Preparation in time:

45 minutes, plus overnight freeze and thaw

 
mildly + Vata, -Pitta, mildly - Kapha
       
  • 1 pound frozen tofu (or 2 cups cooked garbanzos)
  • 1 large onion, chopped
  • 2 tablespoons ghee or sunflower oil
  • ¼ teaspoon allspice
  • 1/8 teaspoon fennel seeds
  • ½ teaspoon turmeric
  • 1 parsnip, chopped
  • 1 small cabbage (3 cups chopped, raw)
  • 1 large tomato or 1 cup tomato puree (optional, good, omit if Pitta is high)
  • ¾ teaspoon sea salt
  • 2 tablespoons sunflower seeds
  • 1 tablespoon pinon nuts (optional)
  • ½ teaspoon spearmint, dry

Take tofu out of the freezer to thaw. (If you haven’t frozen tofu before, all you need to do is put the package of tofu in the freezer overnight or longer. It creates a different chewier texture which is quite appealing in this dish.)

Wash parsnip and chop it into ½ inch pieces.

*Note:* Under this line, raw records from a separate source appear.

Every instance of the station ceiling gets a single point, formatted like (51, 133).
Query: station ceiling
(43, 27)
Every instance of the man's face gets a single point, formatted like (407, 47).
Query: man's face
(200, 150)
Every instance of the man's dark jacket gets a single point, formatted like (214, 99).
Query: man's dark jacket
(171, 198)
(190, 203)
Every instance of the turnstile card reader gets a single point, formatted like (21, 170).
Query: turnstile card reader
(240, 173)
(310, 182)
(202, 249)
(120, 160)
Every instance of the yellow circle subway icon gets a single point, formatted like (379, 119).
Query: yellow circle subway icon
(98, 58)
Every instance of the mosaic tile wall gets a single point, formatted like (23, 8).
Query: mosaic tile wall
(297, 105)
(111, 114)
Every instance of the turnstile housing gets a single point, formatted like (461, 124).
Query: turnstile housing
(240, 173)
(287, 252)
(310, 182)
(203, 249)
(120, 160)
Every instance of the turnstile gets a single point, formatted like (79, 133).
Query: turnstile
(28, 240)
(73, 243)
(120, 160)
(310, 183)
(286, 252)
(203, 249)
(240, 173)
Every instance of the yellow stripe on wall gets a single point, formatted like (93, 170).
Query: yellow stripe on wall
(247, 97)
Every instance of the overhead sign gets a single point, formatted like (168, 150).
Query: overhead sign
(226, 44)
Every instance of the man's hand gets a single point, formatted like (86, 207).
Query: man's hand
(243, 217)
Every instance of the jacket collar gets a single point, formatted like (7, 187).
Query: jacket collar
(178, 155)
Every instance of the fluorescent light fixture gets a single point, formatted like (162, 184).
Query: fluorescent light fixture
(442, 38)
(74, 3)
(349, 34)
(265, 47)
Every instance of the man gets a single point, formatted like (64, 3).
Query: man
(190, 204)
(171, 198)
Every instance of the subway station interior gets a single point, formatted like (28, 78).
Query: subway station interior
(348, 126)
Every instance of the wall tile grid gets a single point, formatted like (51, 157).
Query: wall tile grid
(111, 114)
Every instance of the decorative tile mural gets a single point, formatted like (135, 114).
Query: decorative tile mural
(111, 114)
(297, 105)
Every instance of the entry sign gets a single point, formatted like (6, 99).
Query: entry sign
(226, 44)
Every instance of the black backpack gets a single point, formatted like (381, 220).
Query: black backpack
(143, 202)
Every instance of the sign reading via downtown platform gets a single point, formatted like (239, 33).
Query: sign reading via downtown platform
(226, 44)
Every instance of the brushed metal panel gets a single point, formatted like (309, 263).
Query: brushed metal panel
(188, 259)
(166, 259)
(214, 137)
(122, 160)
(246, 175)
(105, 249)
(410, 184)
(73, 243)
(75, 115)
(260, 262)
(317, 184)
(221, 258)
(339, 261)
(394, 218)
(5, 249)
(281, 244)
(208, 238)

Put ghee in large skillet and add chopped onion. Add allspice and sauté for 1 minute. Add turmeric and fennel, then chopped parsnip. Stir. Continue to sauté until onion is tender and sweet. Add tomato. Tear tofu roughly into pieces, ½ to 3 inches in size. Stir into the sauce. Cover and simmer 20 minutes. While the dish is cooking, wash and chop the cabbage into 1 inch wide pieces. After dish has finished simmering, add the cabbage. Cover and cook for another 10 minutes. Stir in rest of ingredients, simmer 2 to 3 minutes.